Methods: 6 subjects (EDSS 6.5-7.5) participated. All were assessed with the Repeatable Battery for the Assessment of Neuropsychological Status, Trunk Impairment Scale, video nystagmography, Multiple Sclerosis Impact Scale (MSIS-29), Modified Fatigue Impact Scale (MFIS), 12-item MS Walking Scale, Impact of Visual Impairment Scale, and Box & Blocks. If applicable, the Medical Outcomes Study Pain Effects Scale, Bladder Control Scale, Bowel Control Scale, Walking Distance and Speed, Static Standing Balance Test, Gross Motor Function Measure, and Modified Rivermead Mobility Index were also assessed. Subjects trained for two weeks in lab, and continued a home program that included twice daily 20-minute sessions of standing/sitting balance training, gait/pre-gait activity, breathing and awareness training, and movement exercise for 6 months (total 2 hours per day). Subjects returned to the lab every 5th week for retraining and testing.

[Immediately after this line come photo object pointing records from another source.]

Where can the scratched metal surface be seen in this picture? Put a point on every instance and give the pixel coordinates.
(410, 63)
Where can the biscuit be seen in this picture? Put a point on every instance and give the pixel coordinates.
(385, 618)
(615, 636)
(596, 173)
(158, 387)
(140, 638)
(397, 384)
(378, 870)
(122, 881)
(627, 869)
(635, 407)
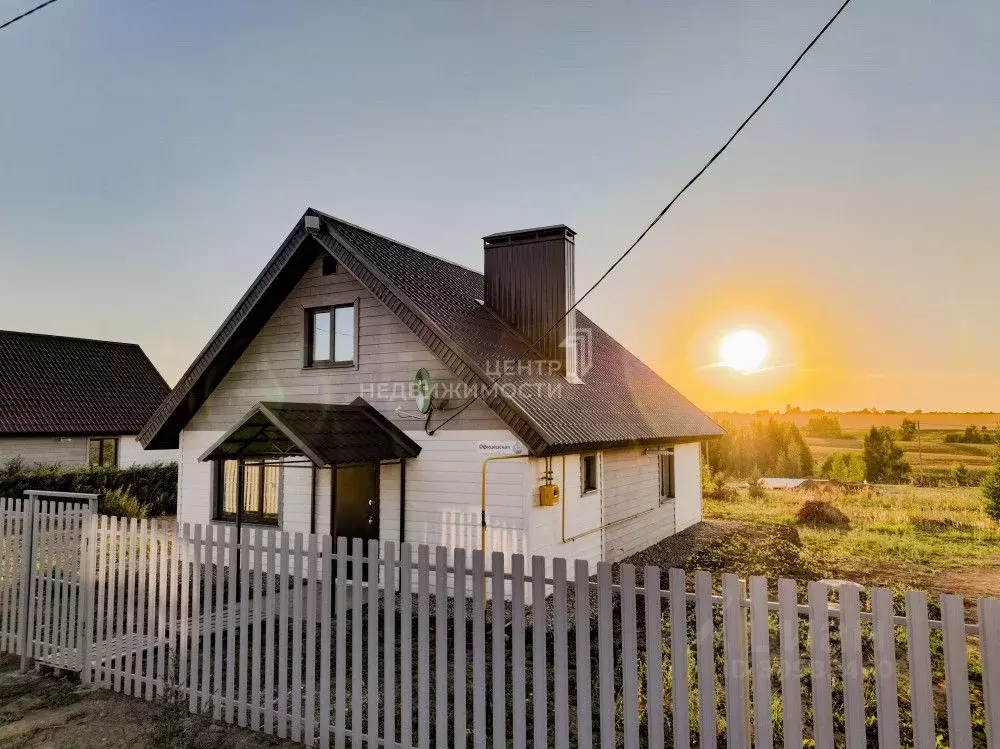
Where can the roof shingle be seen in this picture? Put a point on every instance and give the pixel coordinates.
(53, 385)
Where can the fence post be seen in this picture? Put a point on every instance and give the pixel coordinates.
(27, 542)
(88, 564)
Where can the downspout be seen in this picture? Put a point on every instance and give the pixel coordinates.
(486, 462)
(402, 500)
(312, 500)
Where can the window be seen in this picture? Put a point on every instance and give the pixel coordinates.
(331, 337)
(103, 452)
(260, 485)
(668, 480)
(588, 474)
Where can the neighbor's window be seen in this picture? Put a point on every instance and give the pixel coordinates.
(588, 474)
(260, 485)
(331, 335)
(668, 479)
(103, 452)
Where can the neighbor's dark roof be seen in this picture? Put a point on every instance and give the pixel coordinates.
(53, 385)
(326, 434)
(621, 401)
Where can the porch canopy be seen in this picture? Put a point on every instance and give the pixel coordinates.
(326, 434)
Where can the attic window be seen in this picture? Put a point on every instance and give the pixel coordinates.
(331, 336)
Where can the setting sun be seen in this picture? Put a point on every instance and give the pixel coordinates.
(743, 351)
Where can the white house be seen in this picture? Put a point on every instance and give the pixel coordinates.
(360, 385)
(76, 401)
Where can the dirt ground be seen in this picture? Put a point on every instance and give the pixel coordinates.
(44, 711)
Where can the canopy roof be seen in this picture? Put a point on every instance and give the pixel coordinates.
(326, 434)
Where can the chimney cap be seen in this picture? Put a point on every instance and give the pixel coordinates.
(529, 235)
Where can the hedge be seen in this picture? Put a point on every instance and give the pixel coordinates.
(154, 485)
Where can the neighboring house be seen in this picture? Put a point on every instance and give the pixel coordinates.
(299, 413)
(75, 401)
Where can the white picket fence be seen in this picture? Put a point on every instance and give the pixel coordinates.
(317, 641)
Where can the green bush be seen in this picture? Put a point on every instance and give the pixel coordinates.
(154, 485)
(120, 503)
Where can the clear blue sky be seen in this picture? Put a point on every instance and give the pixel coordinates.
(153, 154)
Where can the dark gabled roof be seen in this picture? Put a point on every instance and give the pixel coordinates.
(620, 402)
(325, 434)
(53, 385)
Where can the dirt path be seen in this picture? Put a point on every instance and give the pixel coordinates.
(41, 711)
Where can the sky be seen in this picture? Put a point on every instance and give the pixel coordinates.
(153, 155)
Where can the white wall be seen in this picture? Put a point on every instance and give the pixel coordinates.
(130, 453)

Results: All subjects tolerated the intervention, with average home program compliance of >60% and no adverse events attributable to study participation. Three of the 4 subjects with EDSS 6.5 – 7.0 improved their walking speed and/or distance, MFIS, and MSIS-29 scores. Subjects with EDSS 7.5 showed limited functional gains, but tolerated the physical activity of the protocol without adverse event. The demanding CN-NINM regimen also resulted in significant real life improvements (re-adopting a walker for community mobility; overcoming physical obstacles at home to increase community access).
Conclusions: CNNINM is well tolerated by people with advanced MS. Those with greater functional ability at the beginning of the study (EDSS 6.5 – 7.0) made the most significant functional gains. For people at this level, the intervention shows promise to prolong functional ambulation and independence with daily activities.